The Obama administration was supposed to release a plan to close Guantanamo this week, but the report was delayed, because Congress refused to pay to send prisoners to the US. Now Congress is furious, that the report was delayed.

See, back in May, the Senate voted 90-6 against paying to close the illegal overseas prison, because Obama planned to transfer some of the prisoners to the US. As the Democratic Majority Leader Harry Reid said, at the time:

Harry Reid, the Democratic leader in the Senate, said that none of Guantánamo's detainees should be transferred to the US to stand trial or serve time in prison. "We don't want them around," he said. "I can't make it any more clear … We will never allow terrorists to be released in the United States."

This utter refusal by the President's own party to do something mildly politically difficult proved a bit of a setback for the Gitmo task force! Congress refuses to allow these people to come to the US, and so other countries may be a little reluctant to take them off our hands. It is hard to come up with a good plan to close the site now, right?

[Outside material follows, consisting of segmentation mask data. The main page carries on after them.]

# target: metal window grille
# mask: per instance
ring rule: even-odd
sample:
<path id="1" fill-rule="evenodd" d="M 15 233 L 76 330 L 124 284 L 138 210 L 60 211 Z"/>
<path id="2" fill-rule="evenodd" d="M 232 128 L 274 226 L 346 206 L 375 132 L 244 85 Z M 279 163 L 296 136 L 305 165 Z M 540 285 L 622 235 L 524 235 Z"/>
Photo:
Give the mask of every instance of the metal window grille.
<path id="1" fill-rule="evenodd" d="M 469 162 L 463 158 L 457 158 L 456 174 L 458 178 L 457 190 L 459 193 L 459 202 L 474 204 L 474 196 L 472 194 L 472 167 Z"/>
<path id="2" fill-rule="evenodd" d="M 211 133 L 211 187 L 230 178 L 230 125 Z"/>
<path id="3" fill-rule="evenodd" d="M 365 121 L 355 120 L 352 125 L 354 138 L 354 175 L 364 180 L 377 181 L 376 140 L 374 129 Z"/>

Oh, boo hoo, Democrats in congress say now, our own cowardice ruined your little task force?

House and Senate Democrats on Tuesday had a message for the White House regarding President Barack Obama's insistence on closing the prison at Guantánamo Bay, Cuba: No plan for the detainees? No money.

"They will have no money available until we get a plan. It's that simple," House Appropriations Subcommittee on Defense Chairman John Murtha (D-Pa.) said. "It's my bill."

Yes, well, wanting a plan before you pay the money is understandable, but when you all had a competition to see who could play into bullshit Republican fearmongering the hardest last spring and proved that any Guantanamo-closing plan that involves closing Guantanamo would end up causing all of you to wet your pants, it is hard for us to take you at your word, here, Congress.